Browser DNS Prefetching
I was aware of the idea of DNS prefetching but never really understood how the mechanics worked in the browser. The first thing I did was fire up wireshark to take a look at exactly what was going on.
Some of our pages have comments, and each comment has a link to the author’s subdomain. When you have 100s of comments on a page, this means 100s of potential subdomains that can be prefetched. Of course the browsers seem to blindly prefetch all the subdomains.
Safari and Chrome prefetch DNS after the page loads. Prefetch can last many seconds after the page loads.
Firefox 3.6.x seems to bloat the prefetching even further. It seems to prefetch the AAAA (ipv6) record in addition to the A (ipv4) record for every prefetch. This may further explain the large amount of AAAA requests on all our domains. Perhaps FF does this for every hostname.
Firefox DNS prefetch is worse as it always gets the AAAA record in addition to the A record further increasing DNS queries. Though I did try the FF4 beta and it seems this is corrected in the future release.
IE8 / 9 early beta do not appear to do DNS prefetching.
Solution - Prefetch Control
Prefetching seems to be enabled by default on every browser, but can be disabled in the settings. You could ask all your users to disable prefetch in their browsers but that just would be a waste of goodwill with your users. Luckily the browsers have standardized on a prefetch control meta tag that can be used on your page to disable prefetching.

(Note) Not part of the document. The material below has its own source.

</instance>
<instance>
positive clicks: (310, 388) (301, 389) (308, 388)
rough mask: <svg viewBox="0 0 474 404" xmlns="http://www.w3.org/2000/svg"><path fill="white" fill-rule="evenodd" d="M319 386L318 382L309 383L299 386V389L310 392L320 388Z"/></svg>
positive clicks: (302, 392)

The dns prefetch control allows you to turn off and on prefetching for your whole page or certain parts of the page. Additionally you can force lookups on specific hostnames.
Initially I disabled prefetch on a subset of the pages and the result was dramatic and instant
Additional tuning resulted in a further drop
After realizing this was the cause for bloated dns queries I called up my buddies at deviantART to let them know about this discovery and asked them to implement the basic fix. Their result was also instant.

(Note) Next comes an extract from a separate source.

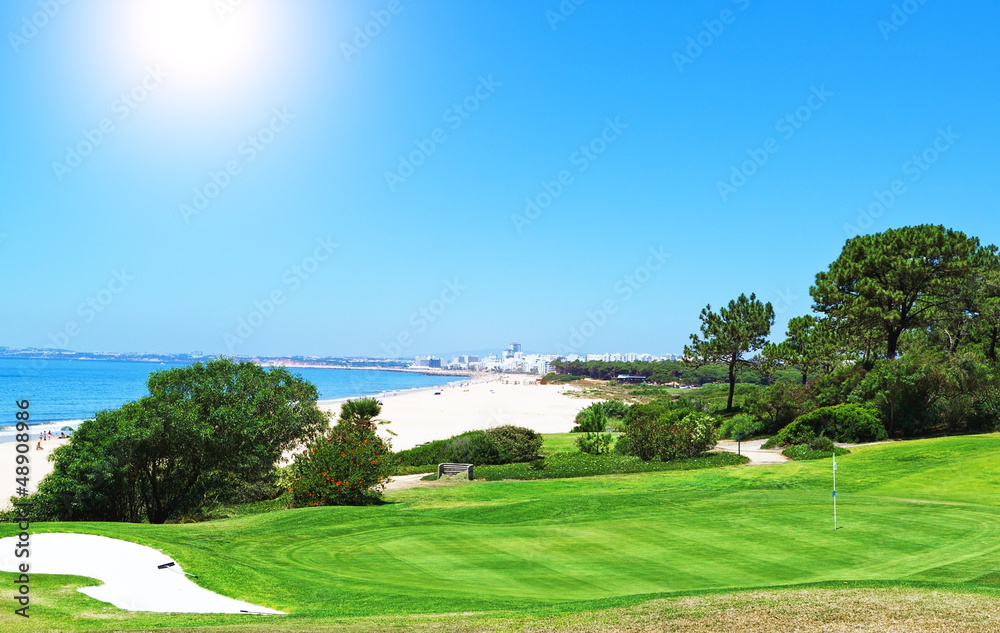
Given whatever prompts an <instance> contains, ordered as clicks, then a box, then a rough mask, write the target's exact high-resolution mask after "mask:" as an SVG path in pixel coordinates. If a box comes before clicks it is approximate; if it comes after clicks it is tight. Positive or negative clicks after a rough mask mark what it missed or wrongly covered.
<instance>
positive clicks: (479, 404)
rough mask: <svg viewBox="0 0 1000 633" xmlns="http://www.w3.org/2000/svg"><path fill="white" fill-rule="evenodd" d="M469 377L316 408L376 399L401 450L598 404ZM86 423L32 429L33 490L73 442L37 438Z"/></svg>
mask: <svg viewBox="0 0 1000 633" xmlns="http://www.w3.org/2000/svg"><path fill="white" fill-rule="evenodd" d="M442 377H443V376H442ZM470 378H471V379H470V380H454V381H450V382H448V383H447V384H443V385H440V386H435V387H413V388H409V389H400V390H392V391H383V392H380V393H376V394H360V395H355V396H351V397H346V398H335V399H328V400H320V401H318V402H317V406H319V408H320V409H321V410H323V411H328V412H330V414H331V424H333V423H335V421H336V419H337V416H338V414H339V413H340V405H341V404H342V403H343V402H345V401H346V400H355V399H358V398H376V399H377V400H379V401H380V402H382V405H383V407H382V414H381V415H380V416H379V417H380V419H383V420H388V421H389V422H390V424H389V425H387V426H381V427H380V435H382V436H383V437H384V438H386V439H388V440H389V441H390V442H391V446H392V450H393V451H400V450H405V449H408V448H413V447H414V446H417V445H419V444H423V443H425V442H431V441H434V440H439V439H445V438H448V437H451V436H453V435H457V434H459V433H464V432H466V431H473V430H485V429H488V428H491V427H494V426H500V425H504V424H512V425H516V426H523V427H527V428H530V429H532V430H534V431H537V432H539V433H565V432H568V431H569V430H570V429H572V428H573V425H574V418H575V417H576V414H577V412H579V411H580V410H581V409H583V408H585V407H587V406H589V405H590V404H591V403H592V402H597V401H596V400H588V399H583V398H571V397H569V396H567V395H565V394H566V393H568V392H573V391H579V389H578V388H577V387H574V386H568V385H558V384H551V385H542V384H540V383H539V382H538V378H537V377H535V376H529V375H526V374H486V375H481V376H477V377H470ZM81 422H82V420H66V421H53V422H45V423H41V424H38V425H33V426H32V428H31V431H29V434H30V438H31V441H30V442H29V446H30V447H31V448H30V450H29V452H28V455H29V459H30V466H31V473H30V481H29V486H28V488H29V490H31V491H34V490H36V489H37V485H38V482H39V481H41V480H42V478H44V477H45V476H46V475H47V474H49V473H50V472H52V469H53V463H52V462H50V461H48V457H49V455H51V454H52V451H53V450H54V449H55V448H57V447H59V446H62V445H64V444H66V443H68V442H69V440H68V439H56V438H53V439H51V440H47V441H43V442H42V447H43V450H41V451H37V450H35V446H36V445H37V443H38V434H39V433H40V432H41V431H43V430H52V431H54V432H55V433H57V434H58V432H59V430H60V428H61V427H63V426H74V427H75V426H77V425H79V423H81ZM389 431H391V432H392V433H389ZM4 435H6V433H4ZM9 435H10V436H9V438H4V440H6V441H0V464H2V466H0V508H4V507H6V506H7V502H8V500H9V499H10V497H11V496H12V495H13V494H14V493H15V490H16V485H15V472H14V468H15V466H16V463H15V458H16V455H17V452H16V446H17V444H16V443H15V441H14V440H15V438H14V432H13V429H11V432H10V434H9ZM303 448H304V447H303ZM303 448H300V449H299V450H303ZM297 452H298V451H290V452H288V453H286V454H285V456H284V459H283V460H282V461H286V462H287V460H288V459H289V458H291V457H292V456H293V455H294V454H295V453H297Z"/></svg>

On deviantART this adds up to a decrease of about 10 billion dns queries per month
When I first heard of DNS prefetching I thought it was a great idea and assumed it was an optimization that had absolutely no negative issues. I did not fully understand the mechanics and impact that it may cause on an organization. If 350 million queries cost Pinkbike.com $1600/month, then saving a cost for a few billion queries per month starts to be something to consider carefully.
Before you run to disable prefetching on your site, please realize that the increase in queries is directly proportional to the amount of subdomains that you link on your page. Arguably, prefetching is an effective way to decrease latency for most sites, but there are implications. I hope this article will make you aware of and help you understand the potential impact and behaviour of this technology.
- A browser and OS typically cache DNS hostnames in the order of a few hundred. If a user is visiting sites that have a lot of subdomain hostnames, do the valuable entries in these caches get evicted by prefetched entries frequently, and in so prefetching may be causing increased latency?
- If I'm paying for an enterprise DNS solution which has DNS servers all over the world to minimize query time, is browser prefetching less valuable to me?
- If you're thinking of building a site with the pattern of username.example.com, this data may sway you away from it.